Examination revealed linear plaque with papillomatous surface over left side of scalp, extending to forehead and down the cheeks [Figure - 1]. Three large ulcers covered with granulation tissue were present over the temporal area. The biopsy was taken from the edge of the ulcer, including papular growth. Histopathological features are shown in [Figure - 2][Figure - 3].
WHAT IS YOUR DIAGNOSIS?
Diagnosis: Syringocystadenoma papilliferum associated with nevus sebaceous
Histopathology showed acanthotic epidermis with papillomatosis and areas of ulceration. There were cystic invagination s extending downward from the epidermis. At the lower end of these invaginations, papillary projections lined by two layers of cells, outer cuboidal and inner columnar, were observed [Figure - 2]. Many plasma cells [Figure - 3] and large sebaceous glands were present in the dermis.

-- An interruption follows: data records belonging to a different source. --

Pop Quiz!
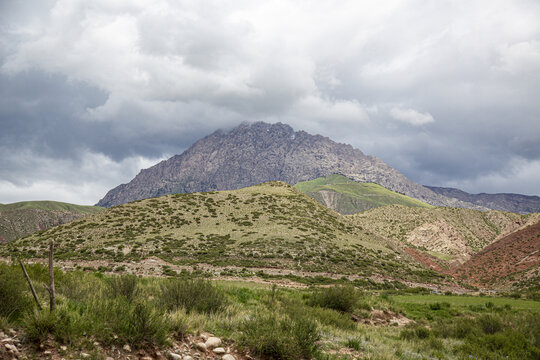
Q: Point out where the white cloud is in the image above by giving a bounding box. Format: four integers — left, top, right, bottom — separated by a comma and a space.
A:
0, 152, 163, 205
390, 108, 435, 126
0, 0, 540, 201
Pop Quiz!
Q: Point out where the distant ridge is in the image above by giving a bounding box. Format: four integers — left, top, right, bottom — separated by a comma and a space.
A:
0, 201, 103, 243
426, 186, 540, 214
97, 122, 480, 210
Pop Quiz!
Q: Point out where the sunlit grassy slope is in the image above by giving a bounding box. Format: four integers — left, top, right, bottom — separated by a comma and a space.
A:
4, 182, 435, 278
295, 174, 433, 214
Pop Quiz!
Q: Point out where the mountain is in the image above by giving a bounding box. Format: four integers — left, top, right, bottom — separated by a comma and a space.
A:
294, 174, 433, 215
4, 182, 440, 281
97, 122, 484, 209
454, 220, 540, 285
426, 186, 540, 214
350, 205, 540, 269
0, 201, 103, 243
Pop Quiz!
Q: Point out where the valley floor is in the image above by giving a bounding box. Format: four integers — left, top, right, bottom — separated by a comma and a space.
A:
0, 260, 540, 360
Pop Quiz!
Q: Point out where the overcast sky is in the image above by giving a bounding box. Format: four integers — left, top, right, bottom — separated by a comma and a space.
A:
0, 0, 540, 204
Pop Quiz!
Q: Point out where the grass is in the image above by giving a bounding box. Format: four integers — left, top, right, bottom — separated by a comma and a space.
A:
0, 182, 441, 281
0, 264, 540, 359
392, 295, 540, 312
295, 174, 433, 214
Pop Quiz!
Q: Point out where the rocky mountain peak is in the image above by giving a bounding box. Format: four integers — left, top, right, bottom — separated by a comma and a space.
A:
98, 122, 478, 208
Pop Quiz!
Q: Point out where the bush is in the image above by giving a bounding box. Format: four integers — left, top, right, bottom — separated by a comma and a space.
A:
478, 314, 503, 335
0, 264, 32, 320
107, 274, 137, 302
345, 338, 362, 351
311, 286, 358, 312
118, 302, 169, 347
90, 297, 171, 347
399, 325, 431, 340
23, 310, 55, 344
240, 314, 320, 360
161, 279, 225, 313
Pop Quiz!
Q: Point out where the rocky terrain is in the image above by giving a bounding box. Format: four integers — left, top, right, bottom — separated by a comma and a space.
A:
5, 182, 448, 281
0, 201, 103, 243
454, 220, 540, 285
97, 122, 485, 209
351, 205, 540, 268
426, 186, 540, 214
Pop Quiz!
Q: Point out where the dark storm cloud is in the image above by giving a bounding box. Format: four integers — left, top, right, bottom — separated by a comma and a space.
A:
0, 0, 540, 203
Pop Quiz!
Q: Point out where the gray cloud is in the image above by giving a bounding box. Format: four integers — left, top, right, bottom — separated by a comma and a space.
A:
0, 0, 540, 203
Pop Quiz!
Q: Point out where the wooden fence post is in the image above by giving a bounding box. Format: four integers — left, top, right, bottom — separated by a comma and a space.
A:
43, 239, 56, 312
19, 259, 42, 310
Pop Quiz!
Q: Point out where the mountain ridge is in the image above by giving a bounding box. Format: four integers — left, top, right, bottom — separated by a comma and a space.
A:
97, 122, 486, 210
424, 185, 540, 214
0, 200, 103, 243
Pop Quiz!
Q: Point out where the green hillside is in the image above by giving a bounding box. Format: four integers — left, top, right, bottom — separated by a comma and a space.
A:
295, 174, 433, 215
0, 200, 103, 214
0, 182, 442, 279
0, 201, 104, 243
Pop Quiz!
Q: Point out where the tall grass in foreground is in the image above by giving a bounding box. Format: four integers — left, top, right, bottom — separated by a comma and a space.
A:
0, 264, 540, 360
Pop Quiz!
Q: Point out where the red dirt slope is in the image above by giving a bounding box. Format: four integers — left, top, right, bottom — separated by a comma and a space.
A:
454, 222, 540, 284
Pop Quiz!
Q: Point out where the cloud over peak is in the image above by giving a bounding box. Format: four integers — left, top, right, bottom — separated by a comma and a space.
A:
0, 0, 540, 202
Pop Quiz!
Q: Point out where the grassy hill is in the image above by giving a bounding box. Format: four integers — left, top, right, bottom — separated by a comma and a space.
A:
0, 201, 103, 243
295, 174, 433, 214
0, 182, 442, 279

Syringocystadenoma papilliferum is a benign lesion usually occurring on the scalp, but may involve face and other parts of the body. In one-third of the cases it may be associated with nevus sebaceous.
The lesions are present at birth or appear in early childhood. These occur either as nodular plaque, linear group of papulonodules, or as a solitary nodule. The plaque form is most commonly seen as a hairless area on the scalp, whereas linear form is more often seen on the neck or face. These lesions generally become more prominent, verrucous, or crusted during puberty.
Histogenesis of this lesion is controversial. Both apocrine and eccrine differentiations were hypothesized. It is possible that the lesions originate from undifferentiated pluripotent cells. This probably explains its localization to areas normally devoid of apocrine glands in 90% of the cases.
Histopathology shows acanthotic epidermis with varying degree of papillomatosis. Several cystic invaginations extend downward from the epidermis. At the lower end of the invaginations, numerous papillary projections, lined by outer cuboidal and inner columnar cells, extend into the lumen. Below the cystic invaginations, in the deep dermis, groups of tubular glands with large lumina are seen. Dense infiltrate of plasma cells in the stroma is a highly characteristic feature.
Our patient had clinical and histological features of both nevus sebaceous and syringocystadenoma papilliferum. This condition has to be differentiated clinically from epidermal nevus, sebaceous nevus, basal cell carcinoma, and eccrine spiradenoma. Histopathologically, it resembles tubular apocrine adenoma, papillary eccrine adenoma, and apocrine hidrocystoma. Surgical excision is the main treatment option. Occasionally, basal- or squamous-cell carcinoma develops on a pre-existing syringocystadenoma papilleferum.